# Part 5: Horse Race Prediction
## Evaluation of Model

In [None]:
!pip install lightgbm

In [None]:
import numpy as np
import pandas as pd
import matplotlib.pyplot as plt
import seaborn as sns
import math

from sklearn.model_selection import cross_val_score
from sklearn.model_selection import KFold
from sklearn.preprocessing import StandardScaler

from sklearn.linear_model import Ridge
from sklearn.linear_model import Lasso

from sklearn.linear_model import LogisticRegression
from sklearn.naive_bayes import GaussianNB
from sklearn.ensemble import RandomForestClassifier, RandomForestRegressor
from sklearn.svm import SVC

from sklearn.metrics import mean_squared_error
from sklearn.metrics import f1_score, roc_curve, auc, confusion_matrix, roc_auc_score
from sklearn.metrics import precision_recall_curve
from sklearn.metrics import plot_precision_recall_curve

from sklearn.svm import SVR
from sklearn.ensemble import GradientBoostingRegressor

from imblearn.over_sampling import SMOTE
from imblearn.pipeline import Pipeline
from sklearn.model_selection import GridSearchCV

import time
import joblib
import pickle

import warnings
warnings.filterwarnings("ignore")

%matplotlib inline

In [None]:
# Read the train and test files
df_train = pd.read_csv('D:\\documentos\\IA Caballos\\flat_data\\df_train.csv')
df_test = pd.read_csv('D:\\documentos\\IA Caballos\\flat_data\\df_test.csv')

In [None]:
df_train.fillna(0, inplace=True)
df_train

In [None]:
df_test.fillna(0, inplace=True)
df_test

In [None]:
# View the shape of the train and test files
print(df_train.shape)
print(df_test.shape)

In [None]:
import re
from numba import jit, cuda

@jit(target_backend='cuda')
def convert_to_km(distance):
    '''
    distance can be a string with km or m as units
    e.g. 300km, 1.1km, 200m, 4.5m
    '''
    
    # split the string into value and unit ['300', 'km']
    #split_dist = re.match('([\d\.]+)?([a-zA-Z]+)', distance)
    split_dist = re.findall('([\d\.]+)?([a-zA-Z]+)', distance, re.U)
    print(split_dist)
    dist = 0.0
    dist1 = 0.0
    dist2 = 0.0
    dist3 = 0.0
    for value in split_dist:
        if value[1] == 'm':
            dist1 = float(value[0])
        elif value[1] == 'f':
            dist2 = float(value[0])*0.125
        elif value[1] == 'y':
            dist3 = float(value[0])*0.0005681818
        else:
            pass
      
    dist = dist1 + dist2 + dist3
    
    return dist

In [None]:
df_train['race_distance'] = df_train.apply(lambda row: convert_to_km(row['race_distance']), axis=1)

df_train.head(2)

In [None]:
df_test['race_distance'] = df_test.apply(lambda row: convert_to_km(row['race_distance']), axis=1)

df_test.head(2)

In [None]:
df_test['win_odds'] = df_test['win_odds'].str.rstrip('%').astype('float') / 100.0
df_train['win_odds'] = df_train['win_odds'].str.rstrip('%').astype('float') / 100.0

In [None]:
# View the first 2 rows of the train file
df_train.head(2)

In [None]:
# View the first 2 rows of the test files
df_test.head(2)

In [None]:
# Keep the features we want to train our model on
X_train = df_train[[#'actual_weight', 
                    'declared_horse_weight',
                    'draw', 
                    'win_odds', 
                    'jockey_ave_rank',
                    'trainer_ave_rank', 'recent_ave_rank', 'race_distance', 
                    'jockey_flat_aw_rate',
                    'jockey_flat_turf_rate',
                    'trainers_flat_aw_rate',
                    'trainers_flat_turf_rate']]

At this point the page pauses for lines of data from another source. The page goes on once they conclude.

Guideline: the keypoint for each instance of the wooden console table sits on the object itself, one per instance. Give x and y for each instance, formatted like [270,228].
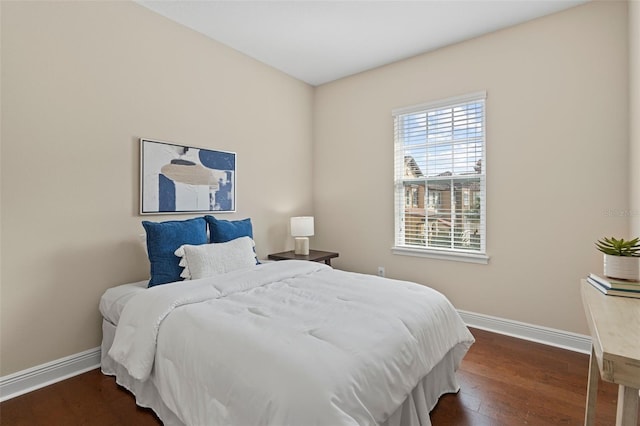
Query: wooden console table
[614,323]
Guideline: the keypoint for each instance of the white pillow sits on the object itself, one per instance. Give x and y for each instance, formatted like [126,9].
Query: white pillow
[206,260]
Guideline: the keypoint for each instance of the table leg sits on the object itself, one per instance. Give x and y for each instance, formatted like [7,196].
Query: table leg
[627,413]
[592,390]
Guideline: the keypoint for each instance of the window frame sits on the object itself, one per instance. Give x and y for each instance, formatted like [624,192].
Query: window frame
[448,253]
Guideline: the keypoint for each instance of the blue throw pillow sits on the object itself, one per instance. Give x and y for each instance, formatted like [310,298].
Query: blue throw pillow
[221,231]
[164,238]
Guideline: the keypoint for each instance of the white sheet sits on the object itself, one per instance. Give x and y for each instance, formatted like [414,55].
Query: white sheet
[287,343]
[114,299]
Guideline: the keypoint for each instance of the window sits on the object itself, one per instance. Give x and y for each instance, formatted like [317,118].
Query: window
[440,182]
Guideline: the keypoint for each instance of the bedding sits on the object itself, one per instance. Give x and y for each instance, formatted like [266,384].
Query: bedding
[206,260]
[288,342]
[163,239]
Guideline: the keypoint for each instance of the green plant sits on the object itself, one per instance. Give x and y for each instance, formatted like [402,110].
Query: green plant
[615,247]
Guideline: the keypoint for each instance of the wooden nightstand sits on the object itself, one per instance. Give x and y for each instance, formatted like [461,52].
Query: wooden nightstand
[314,256]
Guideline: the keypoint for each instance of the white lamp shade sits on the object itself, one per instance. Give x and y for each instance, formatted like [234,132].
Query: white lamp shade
[302,226]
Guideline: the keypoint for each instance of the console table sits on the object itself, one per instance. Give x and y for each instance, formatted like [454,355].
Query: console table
[614,323]
[314,256]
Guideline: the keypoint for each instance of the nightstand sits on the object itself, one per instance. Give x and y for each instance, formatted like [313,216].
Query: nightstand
[314,256]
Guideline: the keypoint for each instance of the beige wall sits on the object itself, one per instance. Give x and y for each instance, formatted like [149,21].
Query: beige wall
[634,114]
[557,146]
[81,82]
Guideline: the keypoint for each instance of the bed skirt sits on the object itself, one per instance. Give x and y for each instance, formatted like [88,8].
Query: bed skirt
[413,412]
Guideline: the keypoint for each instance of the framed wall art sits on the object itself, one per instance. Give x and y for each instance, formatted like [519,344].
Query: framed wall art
[182,179]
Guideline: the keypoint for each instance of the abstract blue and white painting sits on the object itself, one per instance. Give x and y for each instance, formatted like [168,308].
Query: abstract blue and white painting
[183,179]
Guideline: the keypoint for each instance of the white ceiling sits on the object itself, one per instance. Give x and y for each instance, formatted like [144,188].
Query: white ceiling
[321,41]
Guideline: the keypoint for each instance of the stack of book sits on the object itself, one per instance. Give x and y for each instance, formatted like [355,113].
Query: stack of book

y_train = df_train['HorseWin']

# Keep the features we want to train our model on
X_test = df_test[[#'actual_weight', 
                  'declared_horse_weight',
                   'draw', 
                    'win_odds',
                   'jockey_ave_rank',
                    'trainer_ave_rank', 'recent_ave_rank','race_distance', 
                    'jockey_flat_aw_rate',
                    'jockey_flat_turf_rate',
                    'trainers_flat_aw_rate',
                    'trainers_flat_turf_rate']]
                    
y_test = df_test[['HorseWin', 'HorseRankTop3']]


In [None]:
X_train.shape

# Find the feature importances

In [None]:
# Open the pickled models
smote_rfc = joblib.load('D:\\documentos\\IA Caballos\\flat_data\\smote_rfc_model.pkl')
lgbm = joblib.load('D:\\documentos\\IA Caballos\\flat_data\\lgbm_model.pkl')

In [None]:
# find feature importance with random forest
def feature_importance(model, X_train, y_train):
    # fit the model
    model.fit(X_train, y_train)

    # get importance
    importance = model[1][1].feature_importances_

    # sort the index of the importance
    sorted_idx = np.argsort(importance)

    # name of the features
    feature_names = X_train.columns[sorted_idx]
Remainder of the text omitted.